There are three moments among Jesus’ final days with His disciples that we would call formative for the Church. Without these, the initial confusion among the disciples as to what to do might have continued to this day, or more likely derailed the mission from the outset and led to horrid failure.

The first, at least in the order we’ll choose, is the Commission. Jesus aimed the destiny of their little band beyond the imagination. “Go into all the world” is a highly unlikely charge among those who’ve lived their lives among the familiar. It’s tempting to project our shrinking world on their moment, even though we know air travel and automatic engines weren’t within their reach. But go meant go, and the task was to do what they had seen Him do–make disciples. Jesus even defined what that meant. He said baptize them and teach them what you’ve been taught. It was the “them” that felt overwhelming in their moment. For us, it’s often the “teach” we struggle to fully engage.

Second among these signature moments comes to us over the span of a few of John’s chapters. The setting is the Passover and the moment explodes with Jesus’ core teaching. Nestled, but hardly hidden, in that night around the table is the priority of love. Jesus elevated love, not just as an ideal, but as the primary method. To that point in human history, ideas of gods had only spread through warfare. Tribes conquered tribes in the name of their gods. Peoples were subjected and their lands confiscated in the names of gods. You might say that the spread of religion was a very unpopular thing.

Not so in this kingdom. Instead, it will be love that marks them. In fact, Jesus said that people would connect the dots between their efforts and Him by the love they saw–a self-sacrificing, put other’s needs first ethic that would draw people toward them and Him. As the Church unfolded in the book of Acts and beyond, this is what you see. John grew into the apostle of love, even Paul shifted gears from being a bit hard to live with to a guy who said that without love he was nothing.

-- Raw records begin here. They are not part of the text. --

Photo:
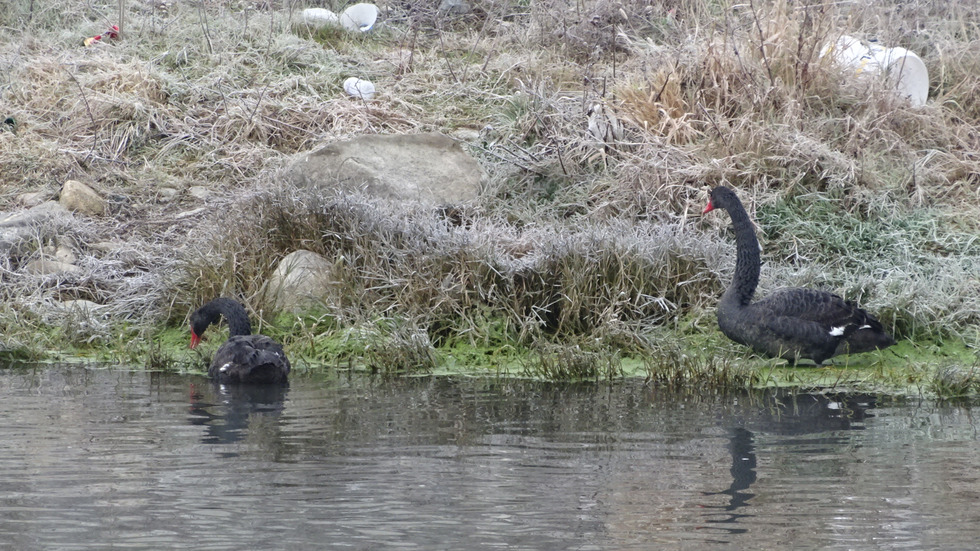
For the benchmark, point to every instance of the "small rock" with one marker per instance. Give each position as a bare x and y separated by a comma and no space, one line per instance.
199,192
302,279
166,194
455,7
78,306
64,254
38,215
46,266
34,198
78,197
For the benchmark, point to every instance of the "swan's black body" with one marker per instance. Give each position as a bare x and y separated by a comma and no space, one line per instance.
243,358
791,323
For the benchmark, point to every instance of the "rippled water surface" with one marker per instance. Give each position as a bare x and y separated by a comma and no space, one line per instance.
101,458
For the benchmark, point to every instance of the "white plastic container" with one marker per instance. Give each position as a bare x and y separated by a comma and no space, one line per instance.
359,88
904,70
359,17
319,17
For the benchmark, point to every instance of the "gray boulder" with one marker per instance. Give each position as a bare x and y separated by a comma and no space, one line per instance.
428,168
301,280
78,197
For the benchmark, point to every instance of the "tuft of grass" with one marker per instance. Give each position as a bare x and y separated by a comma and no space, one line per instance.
600,124
568,362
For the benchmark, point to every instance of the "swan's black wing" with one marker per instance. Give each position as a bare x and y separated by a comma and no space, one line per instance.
818,325
250,359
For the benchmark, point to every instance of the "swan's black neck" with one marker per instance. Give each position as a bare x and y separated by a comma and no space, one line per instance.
234,313
747,259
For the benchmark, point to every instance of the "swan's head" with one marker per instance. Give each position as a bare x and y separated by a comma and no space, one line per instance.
720,198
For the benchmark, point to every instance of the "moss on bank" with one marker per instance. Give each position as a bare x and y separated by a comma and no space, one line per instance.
600,126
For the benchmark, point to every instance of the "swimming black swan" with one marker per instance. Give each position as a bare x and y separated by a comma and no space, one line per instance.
791,323
244,357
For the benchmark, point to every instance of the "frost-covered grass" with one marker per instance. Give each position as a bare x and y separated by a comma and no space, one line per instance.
602,124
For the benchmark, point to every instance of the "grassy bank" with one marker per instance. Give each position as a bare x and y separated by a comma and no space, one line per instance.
601,125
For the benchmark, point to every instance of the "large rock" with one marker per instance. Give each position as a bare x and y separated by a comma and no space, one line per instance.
428,168
46,266
78,197
301,280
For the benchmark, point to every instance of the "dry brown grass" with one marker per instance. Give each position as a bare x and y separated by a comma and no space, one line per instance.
601,123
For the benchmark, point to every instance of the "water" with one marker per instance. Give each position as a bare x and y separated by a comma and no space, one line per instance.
100,458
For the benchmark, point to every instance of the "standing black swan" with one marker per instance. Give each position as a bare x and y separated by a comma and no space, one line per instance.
790,323
244,357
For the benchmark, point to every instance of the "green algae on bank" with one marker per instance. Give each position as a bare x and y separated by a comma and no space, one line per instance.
705,363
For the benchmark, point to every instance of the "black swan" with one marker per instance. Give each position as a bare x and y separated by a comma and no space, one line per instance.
244,357
790,323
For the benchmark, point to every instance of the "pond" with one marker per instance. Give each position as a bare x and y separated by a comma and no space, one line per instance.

Finally, Acts 1 brings the third of our formative moments. In verse 5, Jesus places a premium on the soon-to-be-given Holy Spirit. He told them to wait–don’t start the mission–until they had been filled with his power. That made sense since we saw Simon Peter’s lack of capacity around a courtyard campfire.

But when He, the Holy Spirit, comes and that power is given, they would be witnesses, and the global focus of their assignment pops to the surface again as they will be propelled to destinations at home and abroad. The power of the Holy Spirit will equip them for a mission so much larger than their imaginations could even whimsically grasp.

So be witnesses–simply telling what you’ve seen and heard–was the assignment. Make disciples–teaching what you’ve been taught–was the primary content. Ends of the earth was the only outer limit. And love, would be their unusual but extraordinary means. This is the Church on missional point, both two millennia ago and today–this is the Church.